I managed to give her enough back to make her stop the heavier pressure, but the experience scarred me, and I still feel that same anxiety when I hear evangelical Christians banging on in their silly childish language. An old friend once referred to them as “Evangellybabies” – a coined word of graphic power!

Such religious figures have been often portrayed in literature and on television and are a huge and constant source of comedy.  From the curate in All Gas and Gaiters to Father Ted, we all love a good laugh at the expense of stupid clerics. Even Shakespeare got in on this act. In The Merchant of Venice, Gratiano expresses what a “religious” person should be like:

Signior Bassanio, hear me:

 If I do not put on a sober habit,
 

Talk with respect and swear but, now and then,
 

Wear prayer-books in my pocket, look demurely,
 

Nay more, while grace is saying, hood mine eyes
 

Thus with my hat, and sigh and say “amen”,
 

Use all the observance of civility,
 

Like one well studied in a sad ostent
 

To please his grandam, never trust me more.

(Merchant of Venice, Act II, Scene 2)

I have to admit that, although I remain a priest and find satisfaction in my faith, I do understand where humanists and secularists are coming from and I agree with a lot of the things they say. The journalist Polly Toynbee, who is president of the British Humanist Association and an honorary associate of the National Secular Society, was writing in the Guardian on 23 December, 2008, and produced an excoriating attack on religions, not just Christianity, and I found myself ticking some of her boxes in agreement, although not all of them. To excoriate means to remove the skin, and when you remove the skin of religions you may find things covered up, but find things both good and bad.

Polly Toynbee:

“impossible beliefs”

She wrote, “There is no emotional or spiritual deficiency in rejecting religions that infantilise the imagination with impossible beliefs.”

As one who experienced an attempt to infantilise my mind as a child, I agree with Toynbee on this matter. For me, being keen on the faith is expressed in being keen on people, trying to meet their needs and making life a good experience when it is down to me to make a difference. This is what faith in God is all about, not pushing tenets or dogmas on uninterested or vulnerable people.

Just like a humanist!

Readers of a humanist magazine may smile at another experience I had recently. I was saying farewell to the mourners after a funeral at my local crematorium when one of them shook my hand warmly and said, “That was very good. Just like a humanist funeral!”

Once again, I was taken aback by the remark of someone who had observed my work as a priest. The remark was clearly meant as a compliment (and accepted as such, gratefully), but was it not rather an odd thing to say to a bloke togged up in a cassock and cotta? I reminded him that I had mentioned God a few times during the service, and he just smiled at me.

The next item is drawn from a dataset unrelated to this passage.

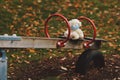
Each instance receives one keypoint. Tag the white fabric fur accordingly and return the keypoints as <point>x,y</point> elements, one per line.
<point>76,32</point>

To some of those observing my work, I am apparently hovering somewhere between lacking conviction and being a humanist! I feel quite comfortable at the moment, enjoying aspects of both positions.

I don’t understand those who have all faith and no doubt.

I don’t understand those who have all doubt and no faith.

I certainly don’t understand those who live with certainty about the mysteries of life and death, whether religious or scientific.

In my mind, there is room for both doubt and faith and always room for respect for people whose opinions you disagree with totally, as this is the pathway to rapprochement and an openness of mind and heart.

 

Neil Richardson has been the rector of the Parish of Greenford Magna in Middlesex since 1982. He is also a Prebendary of St Paul's Cathedral and an Honorary Alderman of the London Borough of Ealing. He has been a member of the Lesbian and Gay Christian Movement (LGCM) since the 1970s.